- Official poster
- Directed by: Mallikarjun Muthalageri
- Produced by: Nagappa
- Starring: Krishna; Sushma Raj; Naksha Shetty;
- Cinematography: Girish
- Edited by: Crazy Mindz
- Music by: J. Anoop Seelin
- Production company: Krishna Talkies
- Release date: 10 May 2013;
- Country: India
- Language: Kannada

= Madarangi =

Madarangi is a 2013 Indian Kannada-language romantic drama film directed by Mallikarjun Muthalageri, who previously directed Auto (2009), and starring Krishna, Sushma Raj and Naksha Shetty.

== Soundtrack ==
The music was composed by J. Anoop Seelin. The song "Darling Darling" became popular before the film released. Arasu Anthare won the Karnataka State Film Award for Best Lyricist for the song "Male Haniye".

Track listing
| No. | Title | Singer(s) | Length |
|---|---|---|---|
| 1. | "Darling Darling" | J. Anoop Seelin, Varijashree Venugopal | 3:51 |
| 2. | "Madarangi (title version)" | Sunitha Murali | 4:30 |
| 3. | "Jee Yendavo" | Sunitha, Yash Golcha, Sirigowri, Mangala | 3:17 |
| 4. | "Savira Savira" | Divya Raghavan | 4:31 |
| 5. | "Kadle Puri" | J. Anoop Seelin | 3:47 |
| 6. | "Malehaniye (female version)" | Anuradha Bhat | 4:23 |

== Release and reception ==
The film released on the same day as Bulbul (2013) and ran for a hundred days. After this film, Krishna added Darling to his stage name.

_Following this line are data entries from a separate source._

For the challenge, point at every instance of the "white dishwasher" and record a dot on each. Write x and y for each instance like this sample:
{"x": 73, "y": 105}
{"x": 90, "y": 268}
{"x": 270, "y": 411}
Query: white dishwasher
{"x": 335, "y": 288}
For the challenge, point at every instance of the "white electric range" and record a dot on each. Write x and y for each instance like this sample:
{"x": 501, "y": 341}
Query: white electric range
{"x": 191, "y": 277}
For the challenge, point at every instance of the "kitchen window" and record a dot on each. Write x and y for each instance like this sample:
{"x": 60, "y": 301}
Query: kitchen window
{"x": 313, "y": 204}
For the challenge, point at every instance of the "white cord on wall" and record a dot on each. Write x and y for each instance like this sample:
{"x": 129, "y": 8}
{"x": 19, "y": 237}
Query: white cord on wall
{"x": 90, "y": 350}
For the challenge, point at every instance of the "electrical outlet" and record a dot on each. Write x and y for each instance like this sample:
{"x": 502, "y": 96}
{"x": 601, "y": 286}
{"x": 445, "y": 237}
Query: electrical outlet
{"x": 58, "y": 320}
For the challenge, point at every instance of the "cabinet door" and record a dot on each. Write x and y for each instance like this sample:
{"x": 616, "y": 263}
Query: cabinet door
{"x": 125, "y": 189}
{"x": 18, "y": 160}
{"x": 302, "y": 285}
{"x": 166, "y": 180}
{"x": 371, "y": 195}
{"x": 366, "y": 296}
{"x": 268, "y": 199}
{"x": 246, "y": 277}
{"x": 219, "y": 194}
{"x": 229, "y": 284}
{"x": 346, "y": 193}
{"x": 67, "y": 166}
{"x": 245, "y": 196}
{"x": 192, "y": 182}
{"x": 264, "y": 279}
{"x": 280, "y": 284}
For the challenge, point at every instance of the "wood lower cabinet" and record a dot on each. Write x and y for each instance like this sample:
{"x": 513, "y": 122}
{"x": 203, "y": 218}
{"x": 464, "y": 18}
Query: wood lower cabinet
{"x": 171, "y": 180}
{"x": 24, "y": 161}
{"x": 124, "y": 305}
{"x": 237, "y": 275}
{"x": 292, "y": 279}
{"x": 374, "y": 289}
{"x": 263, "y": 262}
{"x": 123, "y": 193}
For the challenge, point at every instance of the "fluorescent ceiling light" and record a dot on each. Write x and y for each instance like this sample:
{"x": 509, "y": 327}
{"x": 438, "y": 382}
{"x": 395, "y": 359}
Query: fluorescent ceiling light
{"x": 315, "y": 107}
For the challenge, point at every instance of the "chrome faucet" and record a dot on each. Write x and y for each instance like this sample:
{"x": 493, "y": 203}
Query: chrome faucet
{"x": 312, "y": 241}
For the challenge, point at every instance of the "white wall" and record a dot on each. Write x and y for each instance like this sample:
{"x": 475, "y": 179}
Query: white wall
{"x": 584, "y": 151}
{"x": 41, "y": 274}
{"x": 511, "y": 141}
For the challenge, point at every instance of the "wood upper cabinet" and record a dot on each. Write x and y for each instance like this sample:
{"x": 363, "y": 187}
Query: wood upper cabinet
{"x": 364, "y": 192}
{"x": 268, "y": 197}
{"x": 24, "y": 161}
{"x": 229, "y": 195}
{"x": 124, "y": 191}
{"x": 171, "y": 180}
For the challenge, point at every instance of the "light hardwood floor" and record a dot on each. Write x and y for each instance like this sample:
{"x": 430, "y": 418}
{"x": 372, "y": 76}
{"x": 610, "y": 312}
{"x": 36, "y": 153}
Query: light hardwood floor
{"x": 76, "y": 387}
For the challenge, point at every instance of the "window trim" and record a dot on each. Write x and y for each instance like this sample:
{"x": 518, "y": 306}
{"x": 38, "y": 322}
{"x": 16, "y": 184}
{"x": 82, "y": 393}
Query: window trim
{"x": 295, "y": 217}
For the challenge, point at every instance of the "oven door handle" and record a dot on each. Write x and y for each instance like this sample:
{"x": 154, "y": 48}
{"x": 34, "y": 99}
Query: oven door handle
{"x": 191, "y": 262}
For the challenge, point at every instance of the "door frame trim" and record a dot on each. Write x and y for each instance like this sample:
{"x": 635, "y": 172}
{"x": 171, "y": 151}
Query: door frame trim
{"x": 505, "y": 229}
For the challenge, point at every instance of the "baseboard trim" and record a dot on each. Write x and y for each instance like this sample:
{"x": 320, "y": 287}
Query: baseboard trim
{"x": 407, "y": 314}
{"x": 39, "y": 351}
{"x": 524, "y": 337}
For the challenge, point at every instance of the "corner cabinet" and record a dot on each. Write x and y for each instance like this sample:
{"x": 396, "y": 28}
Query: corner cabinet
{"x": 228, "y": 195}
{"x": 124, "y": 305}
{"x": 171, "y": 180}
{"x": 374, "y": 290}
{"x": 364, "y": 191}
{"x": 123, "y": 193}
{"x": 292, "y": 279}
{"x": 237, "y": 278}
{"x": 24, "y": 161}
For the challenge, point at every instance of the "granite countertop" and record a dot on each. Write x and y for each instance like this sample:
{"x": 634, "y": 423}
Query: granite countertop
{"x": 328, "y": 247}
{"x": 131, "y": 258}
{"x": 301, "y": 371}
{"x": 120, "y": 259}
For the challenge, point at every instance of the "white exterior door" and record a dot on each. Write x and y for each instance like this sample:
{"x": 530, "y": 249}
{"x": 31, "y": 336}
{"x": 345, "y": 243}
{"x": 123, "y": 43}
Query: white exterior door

A critic from Deccan Herald opined that "This “Madarangi” is a fragrant reminder of life's simple, and sometimes savage, pleasures". A critic from The Times of India wrote that "Director Mallikrajuna Muthalageri has selected a good story but does not impress either in script or narration".